Hideuse cohérence
C'est assez difficile à dire mais... Aujourd'hui, les gens étaient laids.Je prends le métro 2 fois par jour (j'habite près de Paris et je travaille dans cette ville).
Ce matin, ça allait à peu près. Mais ce soir, c'était terrible.
Que des gens laids. Physiquement pas beaux. Des femmes au visage masculin, aux traits épais. Des hommes mufles (un s'est assis près de la fenêtre sur une banquette qu'il devait partager avec une dame ; il avait une mallette, un parapluie pliant et un journal. De plus, il était un peu fort, pas gros, mais trapu. Il a quand même voulu lire son journal, tenant son parapluie d'une main et retenant sa mallette posée sur ses genoux de l'autre. Quand il a tourné une page, c'était toute une organisation ; son parapluie volait devant le nez de ses voisines, je voyais le moment où il allait s'ouvrir ; sa mallette a glissé un peu, il l'a ramenée au passage. Mais il a quand même tourné la page, il a quand même lu l'article qui l'intéressait, il aurait fini par le lire quoiqu'il arrive.
Un autre avait ouvert deux strapontins pour s'y coucher. Il était assis sur l'un et accoudé sur l'autre, la tête reposant contre la paroi, les jambes à moitié dans l'allée centrale ; la bouche ouverte, il dormait d'un sommeil si profond que rien ne l'a réveillé en six stations.

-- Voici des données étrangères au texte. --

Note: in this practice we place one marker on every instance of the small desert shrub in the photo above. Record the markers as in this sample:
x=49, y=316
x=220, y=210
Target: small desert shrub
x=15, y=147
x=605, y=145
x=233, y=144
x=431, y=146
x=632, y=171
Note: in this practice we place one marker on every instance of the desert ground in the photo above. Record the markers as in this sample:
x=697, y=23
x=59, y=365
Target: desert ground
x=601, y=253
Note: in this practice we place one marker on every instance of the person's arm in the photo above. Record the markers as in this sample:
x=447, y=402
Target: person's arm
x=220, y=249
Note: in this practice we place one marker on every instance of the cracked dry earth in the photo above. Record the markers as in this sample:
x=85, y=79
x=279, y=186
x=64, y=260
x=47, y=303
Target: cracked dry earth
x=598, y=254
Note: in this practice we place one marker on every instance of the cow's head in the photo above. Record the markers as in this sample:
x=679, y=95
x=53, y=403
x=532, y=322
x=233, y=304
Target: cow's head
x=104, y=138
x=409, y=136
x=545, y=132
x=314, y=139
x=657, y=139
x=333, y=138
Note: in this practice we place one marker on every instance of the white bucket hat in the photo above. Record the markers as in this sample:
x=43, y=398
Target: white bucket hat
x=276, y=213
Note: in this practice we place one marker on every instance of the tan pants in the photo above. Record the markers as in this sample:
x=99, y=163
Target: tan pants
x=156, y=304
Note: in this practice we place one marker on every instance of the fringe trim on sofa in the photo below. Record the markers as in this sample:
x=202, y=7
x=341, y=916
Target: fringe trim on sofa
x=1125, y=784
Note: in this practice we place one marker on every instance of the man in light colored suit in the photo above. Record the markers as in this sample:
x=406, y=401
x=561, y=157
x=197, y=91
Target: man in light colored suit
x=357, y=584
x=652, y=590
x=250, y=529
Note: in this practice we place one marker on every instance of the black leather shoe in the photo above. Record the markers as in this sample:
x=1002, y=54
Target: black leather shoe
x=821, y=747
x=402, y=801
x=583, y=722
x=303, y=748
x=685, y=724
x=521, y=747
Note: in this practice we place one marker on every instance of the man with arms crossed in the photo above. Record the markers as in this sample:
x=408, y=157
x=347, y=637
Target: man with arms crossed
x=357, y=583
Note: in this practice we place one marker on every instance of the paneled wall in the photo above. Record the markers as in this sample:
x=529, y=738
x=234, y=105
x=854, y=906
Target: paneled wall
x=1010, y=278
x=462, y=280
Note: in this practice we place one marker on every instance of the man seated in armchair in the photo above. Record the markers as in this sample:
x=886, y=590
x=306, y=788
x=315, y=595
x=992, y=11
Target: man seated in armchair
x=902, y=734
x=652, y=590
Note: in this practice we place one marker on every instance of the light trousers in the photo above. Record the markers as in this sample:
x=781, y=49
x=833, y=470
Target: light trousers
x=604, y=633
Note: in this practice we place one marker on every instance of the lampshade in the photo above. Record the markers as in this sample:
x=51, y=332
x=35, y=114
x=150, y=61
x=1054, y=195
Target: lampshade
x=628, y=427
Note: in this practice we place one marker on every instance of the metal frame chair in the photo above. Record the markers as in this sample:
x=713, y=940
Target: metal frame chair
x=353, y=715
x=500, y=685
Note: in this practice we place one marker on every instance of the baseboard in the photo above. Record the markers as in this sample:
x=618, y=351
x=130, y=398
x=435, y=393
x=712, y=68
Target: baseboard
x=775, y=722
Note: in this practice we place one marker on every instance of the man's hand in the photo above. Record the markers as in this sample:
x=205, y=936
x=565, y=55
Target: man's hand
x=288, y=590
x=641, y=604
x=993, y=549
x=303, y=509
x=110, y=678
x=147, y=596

Un autre est monté en même temps que moi. Il avait une valise à roulette surmontée d'un sac de voyage. Il avait une barbe de plusieurs jours et portait des vêtements usés et tachés. Il paraissait un peu un vagabond. Il a déposé sa valise près de la porte tout de suite en entrant parce qu'il ne pouvait pas la manœuvrer facilement à cause de l'affluence. Et puis un strapontin s'est libéré, alors il est allé s'asseoir en laissant sa valise là-bas, assez loin de lui. A la station Montparnasse-Bienvenüe, plusieurs personnes descendaient et encore plus montaient. Comme la valise était devant la porte, elle l'obstruait à moitié, alors les gens se contorsionnaient pour se croiser, pour enjamber la valise, sans réveiller le dormeur sur ses strapontins. Et le type qui semblait un vagabond n'a pas fait un geste, il ne s'est pas levé pour déplacer sa valise ni pour faciliter les mouvements des gens, il est resté assis sur son strapontin sans même un regard pour la scène dont sa valise était l'acteur inerte.
Un autre qui est monté en même temps qu'une jeune fille, s'est retrouvé face à elle devant une place libre. Lui avait un sac de voyage, elle était plutôt élégamment habillée ; ils devaient avoir le même âge, 25-30 ans. Ils se sont arrêtés en s'interrogeant du regard au sujet de la place assise. La fille avait un regard de fille, à la fois aimable, candide et franc. Lui a fait un regard implorant, désolé, tellement au bout du rouleau et il lui a dit "Je prends la place, ça ne vous dérange pas ?". Elle a répondu "Non non, je vous en prie", avec un petit mouvement de la tête, celui que tu as quand tu choisis entre une tartelette aux fraises copieusement garnie et pas fraîche et une autre toute luisante, toute pimpante mais avec moins de fraises bien rouges.
Laideur des vêtements. Laideur des attitudes. Laideur de l'attente déguisée en vécu. Laideur de l'intrusion singeant la relation. Laideur de la naïveté qui enlumine l'indifférence. Laideur de la lâcheté maquillée en tolérance.
Laideur de mon regard. Laideur de moi.
Laideur du temps pisseux qu'il a fait toute la journée.
La seule chose qui apparaît comme une réelle beauté, dans cette putain de tranche de journée, c'est la cohérence de tant de laideurs mélangées. Le collage de tant de matériaux qui donne au tableau une puissance de laideur, une puissance dans la laideur. Un laid puzzle de pièces laides qui s'emboîtent parfaitement les unes dans les autres. Et un puzzle terminé, c'est satisfaisant à défaut d'être beau (c'est vrai ça. Il y a des puzzles qui représentent finalement des chiens dans des paniers ou des paysages de montagnes suisses avec un lac et qu'on est content d'avoir terminé).
Je ne suis pas autrement surpris d'avoir été sensible à la beauté contenue dans la laideur ambiante. Finalement.